With so much available, a Google search can be daunting. So I’m listing some links as a starting point. The cool thing about having a few resources is using them as a springboard to even more good stuff.
Get the juices flowing with writing prompts, for example the 365 Creative Writing Prompts from ThinkWritten.
Since Cory wants to write science fiction, I Googled “science fiction writing prompts” which turned up several, including “58 Science Fiction Writing Prompts” from the blog of Mandy Wallace.
For plot development, I like Randy Ingermanson’s Snowflake Method.
Readers, can you help? Getting feedback on your writing is so important. My writing education has come mainly from the critique group Novel in Progress Austin. But I know now everyone has the luxury of a live group, and there are online groups and places online where you can find a reading buddy to exchange material with. I just don’t know where they are.

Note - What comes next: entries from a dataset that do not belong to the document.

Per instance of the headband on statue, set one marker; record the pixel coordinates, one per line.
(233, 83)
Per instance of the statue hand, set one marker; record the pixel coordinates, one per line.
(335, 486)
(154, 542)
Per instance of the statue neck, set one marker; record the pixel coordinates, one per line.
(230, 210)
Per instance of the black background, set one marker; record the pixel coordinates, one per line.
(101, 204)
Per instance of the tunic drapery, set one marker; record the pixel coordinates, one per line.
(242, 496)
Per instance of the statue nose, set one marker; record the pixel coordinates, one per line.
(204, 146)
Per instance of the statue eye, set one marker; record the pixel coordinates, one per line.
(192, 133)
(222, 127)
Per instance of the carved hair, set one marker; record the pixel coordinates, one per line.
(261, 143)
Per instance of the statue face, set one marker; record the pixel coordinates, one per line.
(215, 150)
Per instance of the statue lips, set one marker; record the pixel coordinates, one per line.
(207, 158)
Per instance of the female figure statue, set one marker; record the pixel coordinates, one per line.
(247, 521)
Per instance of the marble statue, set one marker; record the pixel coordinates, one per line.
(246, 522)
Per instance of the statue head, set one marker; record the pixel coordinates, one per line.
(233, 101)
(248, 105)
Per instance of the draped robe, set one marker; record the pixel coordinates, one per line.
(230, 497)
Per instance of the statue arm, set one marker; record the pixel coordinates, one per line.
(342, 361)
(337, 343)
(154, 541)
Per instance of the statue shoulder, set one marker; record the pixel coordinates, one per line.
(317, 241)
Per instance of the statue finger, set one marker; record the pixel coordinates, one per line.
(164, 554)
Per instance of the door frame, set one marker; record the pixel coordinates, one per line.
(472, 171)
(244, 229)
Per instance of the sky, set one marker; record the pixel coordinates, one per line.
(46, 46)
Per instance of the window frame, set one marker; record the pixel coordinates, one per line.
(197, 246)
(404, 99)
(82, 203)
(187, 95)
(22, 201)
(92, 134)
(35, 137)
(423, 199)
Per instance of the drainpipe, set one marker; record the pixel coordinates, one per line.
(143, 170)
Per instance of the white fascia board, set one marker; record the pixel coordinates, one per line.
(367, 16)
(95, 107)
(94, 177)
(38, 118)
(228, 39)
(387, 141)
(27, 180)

It’s almost time for NaNoWriMo. Join the nearly half a million people who will take the challenge to write a 50,000-word novel between November 1st to the 30th. I’ve never done it, but I know people who have, and it’s a great immersion experience. One reason I like the concept is that in order to write about 1,00 words per day, you have to allow yourself to write crap. And really, that’s what a first draft is and should be. It’s the time to let the creative juices flow and turn off the editing Nazi. And there’s help and camaraderie as you and others bounce off ideas in the interactive NaNoWriMo Forums, such as the Character Cafe and Worldbuilding.
There you have it for starters, Rory. Have fun.
I do not over-intellectualize the production process. I try to keep it simple. Tell the damned story.